Schon in der Anfangsphase der Corona-Pandemie, als noch vieles unklar war, haben die Zivilgerichte immer betont, dass Eilsachen uneingeschränkt bearbeitet würden. Damit ist nicht nur dem Justizgewährleistungsanspruch Rechnung getragen, sondern auch dem Umstand, dass der Eilrechtsschutz in der derzeitigen Krise stark an Bedeutung gewonnen hat. Man denke etwa an teilweise unterbrochene Lieferketten. In einer solche Konstellation, in der ein Unternehmen weiterproduzieren will und muss, kann eine sofortige Weiterbelieferung nur im Wege des Eilrechtsschutzes, konkret: einer Leistungsverfügung, erzwungen werden. Von großer Bedeutung für die Praxis sind auch Fälle, in denen mittels eines Arrests ein (Zahlungs-)Anspruch gesichert werden soll, wenn sich infolge der Corona-Pandemie die Zahlungsfähigkeit des Schuldners fortlaufend verschlechtert.

Einen Bedeutungszuwachs wird auch das selbständige Beweisverfahren erfahren.
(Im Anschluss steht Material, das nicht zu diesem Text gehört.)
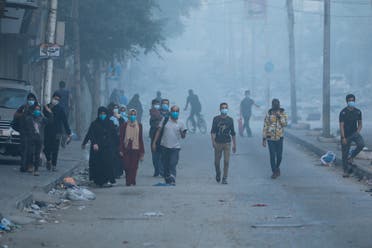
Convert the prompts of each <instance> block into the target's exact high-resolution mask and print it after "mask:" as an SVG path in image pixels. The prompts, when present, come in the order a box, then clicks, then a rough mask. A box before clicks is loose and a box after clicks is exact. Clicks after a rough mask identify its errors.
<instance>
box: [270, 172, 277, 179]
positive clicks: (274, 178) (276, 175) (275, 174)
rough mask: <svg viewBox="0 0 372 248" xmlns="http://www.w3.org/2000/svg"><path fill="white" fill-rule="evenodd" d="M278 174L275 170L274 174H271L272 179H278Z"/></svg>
mask: <svg viewBox="0 0 372 248" xmlns="http://www.w3.org/2000/svg"><path fill="white" fill-rule="evenodd" d="M278 176H279V175H278V172H273V174H272V175H271V179H276V178H277V177H278Z"/></svg>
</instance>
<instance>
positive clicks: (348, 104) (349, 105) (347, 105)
mask: <svg viewBox="0 0 372 248" xmlns="http://www.w3.org/2000/svg"><path fill="white" fill-rule="evenodd" d="M347 106H349V107H350V108H355V102H354V101H350V102H347Z"/></svg>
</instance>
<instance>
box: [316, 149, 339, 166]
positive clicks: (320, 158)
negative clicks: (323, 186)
mask: <svg viewBox="0 0 372 248" xmlns="http://www.w3.org/2000/svg"><path fill="white" fill-rule="evenodd" d="M335 161H336V154H335V153H334V152H331V151H328V152H327V153H326V154H324V155H323V156H322V157H321V158H320V162H321V163H322V164H323V165H324V166H332V165H333V163H334V162H335Z"/></svg>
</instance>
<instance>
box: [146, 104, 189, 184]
mask: <svg viewBox="0 0 372 248" xmlns="http://www.w3.org/2000/svg"><path fill="white" fill-rule="evenodd" d="M179 112H180V109H179V107H178V106H173V107H172V108H171V112H170V115H169V118H167V117H165V118H163V120H162V121H161V122H160V123H159V127H158V130H157V132H156V135H155V139H154V141H153V143H152V151H156V149H157V148H158V147H157V146H158V145H157V144H158V143H159V142H158V140H159V139H161V141H160V149H161V160H162V164H163V167H164V179H165V183H167V184H171V185H176V175H177V169H176V167H177V164H178V160H179V152H180V150H181V144H180V140H181V138H182V139H184V138H185V137H186V132H187V129H185V125H184V124H183V122H181V121H179V120H178V117H179Z"/></svg>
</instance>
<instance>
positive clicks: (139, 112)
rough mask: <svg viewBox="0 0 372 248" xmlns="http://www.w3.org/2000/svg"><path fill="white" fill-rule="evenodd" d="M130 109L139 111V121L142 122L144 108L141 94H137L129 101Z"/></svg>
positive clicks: (139, 121)
mask: <svg viewBox="0 0 372 248" xmlns="http://www.w3.org/2000/svg"><path fill="white" fill-rule="evenodd" d="M127 108H128V109H135V110H136V111H137V121H138V122H139V123H142V122H141V120H142V113H143V108H142V103H141V101H140V100H139V94H135V95H134V96H133V97H132V99H131V100H130V101H129V103H128V106H127Z"/></svg>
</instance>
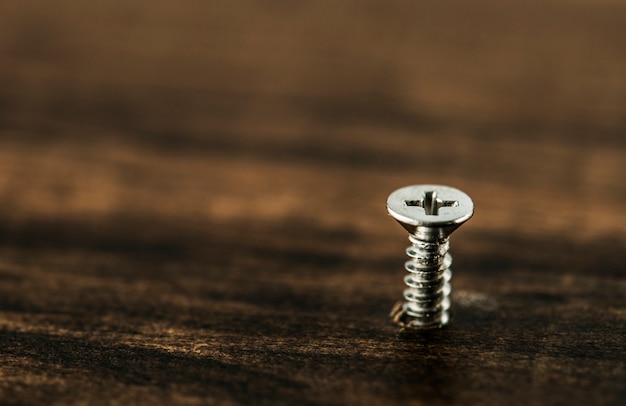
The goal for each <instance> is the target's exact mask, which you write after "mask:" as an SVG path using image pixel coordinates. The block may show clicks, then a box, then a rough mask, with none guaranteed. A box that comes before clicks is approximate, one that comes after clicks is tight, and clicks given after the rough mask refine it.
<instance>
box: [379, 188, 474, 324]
mask: <svg viewBox="0 0 626 406" xmlns="http://www.w3.org/2000/svg"><path fill="white" fill-rule="evenodd" d="M387 211H388V212H389V214H390V215H391V217H393V218H394V219H396V220H397V221H398V222H399V223H400V225H402V227H404V228H405V229H406V230H407V231H408V232H409V241H411V246H410V247H409V248H407V250H406V253H407V255H408V256H409V257H410V259H409V260H408V261H407V262H406V263H405V265H404V267H405V269H406V270H407V271H408V272H409V274H408V275H407V276H406V277H405V278H404V282H405V283H406V285H407V286H408V288H407V289H405V291H404V299H405V302H404V303H399V304H398V305H396V307H394V309H393V310H392V311H391V317H392V319H393V321H394V322H396V323H398V324H399V325H400V326H402V327H408V328H415V329H426V328H434V327H441V326H443V325H445V324H447V323H448V322H449V321H450V312H449V309H450V278H451V277H452V272H451V271H450V265H451V264H452V257H451V256H450V254H448V248H449V246H450V245H449V243H448V239H449V238H450V234H452V232H453V231H454V230H456V229H457V228H458V227H459V226H460V225H461V224H463V223H464V222H466V221H467V220H469V218H470V217H472V215H473V214H474V203H473V202H472V199H470V197H469V196H468V195H466V194H465V193H463V192H461V191H460V190H458V189H455V188H452V187H448V186H442V185H414V186H407V187H404V188H401V189H398V190H396V191H395V192H393V193H392V194H391V195H389V198H388V199H387Z"/></svg>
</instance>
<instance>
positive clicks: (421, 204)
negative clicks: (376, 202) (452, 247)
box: [387, 185, 474, 240]
mask: <svg viewBox="0 0 626 406" xmlns="http://www.w3.org/2000/svg"><path fill="white" fill-rule="evenodd" d="M387 211H388V212H389V215H391V217H393V218H394V219H396V220H397V221H398V222H399V223H400V224H401V225H402V226H403V227H404V228H405V229H406V230H407V231H409V232H410V233H411V234H416V235H418V234H424V233H425V234H426V235H425V237H426V238H425V239H429V240H430V239H433V238H435V237H436V238H446V237H447V236H449V235H450V234H451V233H452V231H454V230H456V229H457V228H458V227H459V226H460V225H461V224H463V223H464V222H466V221H467V220H469V219H470V217H472V215H473V214H474V202H472V199H470V197H469V196H468V195H467V194H465V193H463V192H462V191H460V190H459V189H455V188H453V187H449V186H443V185H413V186H406V187H403V188H400V189H398V190H396V191H395V192H393V193H392V194H391V195H389V198H388V199H387ZM434 231H435V233H434V234H433V232H434Z"/></svg>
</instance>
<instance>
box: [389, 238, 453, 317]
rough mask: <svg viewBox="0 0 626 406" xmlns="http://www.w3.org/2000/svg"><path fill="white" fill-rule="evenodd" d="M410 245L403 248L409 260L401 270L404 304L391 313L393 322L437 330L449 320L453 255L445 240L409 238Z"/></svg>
mask: <svg viewBox="0 0 626 406" xmlns="http://www.w3.org/2000/svg"><path fill="white" fill-rule="evenodd" d="M409 241H411V246H409V247H408V248H407V249H406V253H407V255H408V256H409V257H410V258H411V259H409V260H408V261H407V262H406V263H405V264H404V268H405V269H406V270H407V271H408V272H409V274H408V275H406V276H405V277H404V283H405V284H406V285H407V286H408V288H407V289H405V290H404V299H405V302H404V303H402V304H399V305H398V306H396V307H395V308H394V310H392V314H391V315H392V317H393V320H394V321H395V322H396V323H398V324H400V325H401V326H403V327H410V328H417V329H426V328H434V327H440V326H443V325H445V324H447V323H448V321H449V320H450V314H449V309H450V298H449V296H450V291H451V288H450V279H451V278H452V272H451V271H450V265H451V264H452V256H451V255H450V254H448V249H449V247H450V244H449V242H448V238H443V239H439V240H435V241H432V240H431V241H425V240H423V239H420V238H418V237H417V236H416V235H409Z"/></svg>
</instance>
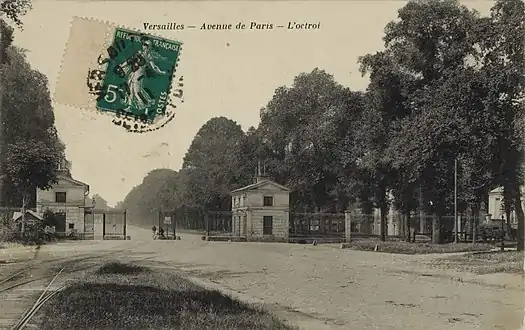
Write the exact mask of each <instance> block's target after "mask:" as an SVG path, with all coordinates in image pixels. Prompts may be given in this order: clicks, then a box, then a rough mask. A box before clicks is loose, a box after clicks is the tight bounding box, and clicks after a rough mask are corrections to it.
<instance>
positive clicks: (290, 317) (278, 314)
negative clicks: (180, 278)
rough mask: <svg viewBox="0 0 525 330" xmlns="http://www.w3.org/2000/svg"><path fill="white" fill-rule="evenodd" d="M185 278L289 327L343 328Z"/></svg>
mask: <svg viewBox="0 0 525 330" xmlns="http://www.w3.org/2000/svg"><path fill="white" fill-rule="evenodd" d="M185 278H186V279H188V280H189V281H190V282H193V283H194V284H195V285H198V286H200V287H203V288H205V289H207V290H215V291H219V292H220V293H222V294H223V295H225V296H228V297H230V298H233V299H236V300H238V301H241V302H243V303H246V304H250V305H255V306H256V307H259V308H262V309H264V310H266V311H268V312H270V313H271V314H273V315H274V316H276V317H277V318H279V319H280V320H281V321H283V322H285V323H288V324H289V325H291V326H293V327H297V328H298V329H303V330H329V329H338V328H341V326H338V325H336V324H329V323H328V322H326V321H323V320H320V319H318V318H315V317H313V316H309V315H307V314H303V313H301V312H296V311H293V310H286V309H285V308H283V307H281V306H277V305H271V304H268V303H265V302H264V300H263V299H260V298H255V297H252V296H249V295H246V294H244V293H240V292H237V291H233V290H230V289H227V288H225V287H224V286H222V285H220V284H218V283H216V282H212V281H210V280H206V279H202V278H197V277H192V276H185ZM300 314H302V315H300Z"/></svg>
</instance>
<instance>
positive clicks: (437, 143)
mask: <svg viewBox="0 0 525 330" xmlns="http://www.w3.org/2000/svg"><path fill="white" fill-rule="evenodd" d="M383 39H384V44H385V48H384V49H383V50H382V51H379V52H376V53H374V54H367V55H364V56H362V57H361V58H359V63H360V64H361V71H362V74H363V75H367V76H368V77H369V78H370V83H369V85H368V88H367V89H366V91H365V92H360V91H352V90H350V89H349V88H347V87H344V86H342V85H341V84H339V83H337V82H336V81H334V79H333V77H332V76H331V75H330V74H328V73H326V72H325V71H323V70H320V69H315V70H313V71H312V72H310V73H303V74H300V75H298V76H297V77H296V78H295V80H294V83H293V84H292V86H283V87H280V88H278V89H277V90H276V91H275V94H274V96H273V98H272V99H271V100H270V101H269V102H268V104H267V106H266V107H264V108H263V109H262V110H261V122H260V124H259V126H258V127H257V128H254V127H252V128H250V129H249V130H248V131H247V132H243V131H242V130H241V128H240V127H239V125H237V124H236V123H235V122H233V121H231V120H229V119H227V118H223V117H220V118H212V119H211V120H209V121H208V122H207V123H206V124H204V126H203V127H202V128H201V129H200V130H199V132H198V133H197V135H196V136H195V138H194V140H193V142H192V144H191V146H190V148H189V150H188V152H187V154H186V156H185V158H184V164H183V166H182V169H181V170H180V171H178V172H176V171H172V170H167V169H159V170H155V171H152V172H151V173H149V174H148V175H147V176H146V178H145V179H144V181H143V183H142V184H141V185H139V186H137V187H135V188H134V189H133V190H132V191H131V192H130V193H129V194H128V196H127V197H126V199H125V200H124V201H123V203H122V206H125V207H127V208H129V209H135V210H137V212H138V213H141V212H142V213H145V212H150V211H155V210H158V209H161V208H174V207H178V206H183V205H184V206H189V207H196V208H201V209H203V210H205V209H228V208H229V206H230V205H229V196H228V193H229V192H230V191H231V190H232V189H234V188H237V187H239V186H242V185H245V184H249V183H251V182H252V181H251V180H252V177H253V174H254V169H255V168H256V162H257V161H258V160H263V161H264V163H265V166H266V168H267V172H268V173H269V174H270V175H271V176H272V177H273V178H274V179H275V180H276V181H278V182H280V183H282V184H285V185H287V186H289V187H291V188H292V189H293V194H292V203H293V205H292V207H293V208H295V209H300V210H303V211H310V212H313V211H315V212H319V211H321V212H332V211H343V210H346V209H348V208H349V207H352V206H358V207H360V208H361V209H362V210H363V211H365V212H371V210H372V209H373V208H379V209H380V210H381V235H382V237H383V238H384V237H385V235H386V214H387V211H388V209H389V208H391V207H394V208H396V209H397V210H399V211H401V212H402V213H403V214H404V215H405V217H406V218H409V217H410V215H411V214H413V213H414V211H416V210H420V211H425V212H429V213H431V214H433V219H434V220H433V240H434V242H437V243H439V242H442V238H443V237H441V235H440V234H441V233H442V227H443V226H442V221H441V220H442V218H443V216H444V215H445V214H450V213H451V212H452V210H453V205H454V203H453V196H454V194H453V192H454V173H455V163H456V162H457V164H459V166H458V178H459V186H460V187H461V188H460V190H459V193H460V194H459V212H464V211H466V210H467V209H470V210H471V211H472V213H473V214H474V215H477V214H479V212H480V205H481V202H483V201H484V200H485V198H486V196H487V194H488V192H489V191H490V190H491V189H493V188H495V187H499V186H502V187H503V188H504V192H505V193H504V199H505V206H506V208H507V209H508V210H511V209H513V210H515V211H516V213H517V217H518V220H519V230H518V235H519V239H520V243H519V246H518V247H519V248H520V249H523V231H524V227H523V223H524V215H523V210H522V203H521V195H520V194H521V191H520V186H522V185H523V177H522V173H523V168H522V166H523V151H524V150H523V145H524V143H523V142H524V132H525V130H524V118H523V115H524V110H523V94H522V93H523V87H524V80H523V79H524V75H523V72H525V71H524V69H525V68H524V57H523V54H524V53H523V51H524V49H523V40H525V6H524V4H523V2H522V1H519V0H498V1H496V2H495V4H494V6H493V8H492V9H491V12H490V15H489V16H487V17H482V16H481V15H480V14H479V13H477V12H475V11H473V10H469V9H467V8H466V7H464V6H462V5H460V4H459V3H457V2H456V1H452V0H447V1H438V0H430V1H410V2H408V3H407V5H405V6H404V7H403V8H401V9H400V10H399V13H398V19H397V20H396V21H393V22H390V23H389V24H388V25H387V26H386V27H385V35H384V38H383ZM392 196H393V198H391V197H392ZM473 218H475V217H473ZM406 223H408V221H406ZM474 225H475V224H474Z"/></svg>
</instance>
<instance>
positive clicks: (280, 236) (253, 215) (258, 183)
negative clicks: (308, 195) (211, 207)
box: [231, 166, 290, 242]
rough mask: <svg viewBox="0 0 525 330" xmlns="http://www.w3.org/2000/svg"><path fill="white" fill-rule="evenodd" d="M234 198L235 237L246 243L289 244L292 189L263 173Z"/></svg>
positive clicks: (232, 223) (258, 169) (234, 195)
mask: <svg viewBox="0 0 525 330" xmlns="http://www.w3.org/2000/svg"><path fill="white" fill-rule="evenodd" d="M254 181H255V182H254V183H253V184H250V185H248V186H245V187H242V188H239V189H236V190H234V191H232V192H231V196H232V233H233V235H234V236H238V237H244V238H245V239H246V241H276V242H288V236H289V222H290V189H289V188H287V187H285V186H283V185H280V184H278V183H276V182H274V181H272V180H270V178H269V177H268V176H266V174H265V173H264V174H263V173H261V170H260V166H259V168H258V172H257V175H256V179H255V180H254Z"/></svg>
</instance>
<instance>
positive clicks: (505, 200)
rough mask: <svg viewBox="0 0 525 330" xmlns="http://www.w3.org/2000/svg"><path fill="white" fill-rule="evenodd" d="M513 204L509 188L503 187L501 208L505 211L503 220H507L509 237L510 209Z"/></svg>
mask: <svg viewBox="0 0 525 330" xmlns="http://www.w3.org/2000/svg"><path fill="white" fill-rule="evenodd" d="M513 204H514V199H513V198H512V191H511V188H510V187H507V186H504V187H503V207H504V210H505V218H506V219H507V221H506V223H507V234H509V235H510V232H511V230H510V229H511V226H510V217H511V214H512V207H513Z"/></svg>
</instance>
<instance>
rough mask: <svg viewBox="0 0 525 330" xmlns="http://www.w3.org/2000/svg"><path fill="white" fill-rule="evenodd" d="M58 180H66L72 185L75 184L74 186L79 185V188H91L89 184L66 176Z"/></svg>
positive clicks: (58, 176) (60, 177)
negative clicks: (83, 187)
mask: <svg viewBox="0 0 525 330" xmlns="http://www.w3.org/2000/svg"><path fill="white" fill-rule="evenodd" d="M58 178H59V179H62V180H66V181H69V182H71V183H74V184H77V185H79V186H85V187H89V185H88V184H87V183H84V182H82V181H78V180H75V179H73V178H71V177H68V176H65V175H58Z"/></svg>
Da viele Wirtschaftszweige in der Krise brach legen, haben verschiedene Unternehmen ihre Produktion kurzfristig auf derzeit dringend benötigte und nachgefragte Güter umgestellt. Hier besteht die Gefahr, dass Nachweisschwierigkeiten entstehen, sobald die ursprüngliche Produktion wieder aufgenommen wird. Dem potentiellen Verlust von Beweismitteln kann mittels eines selbständigen Beweisverfahrens entgegengewirkt werden.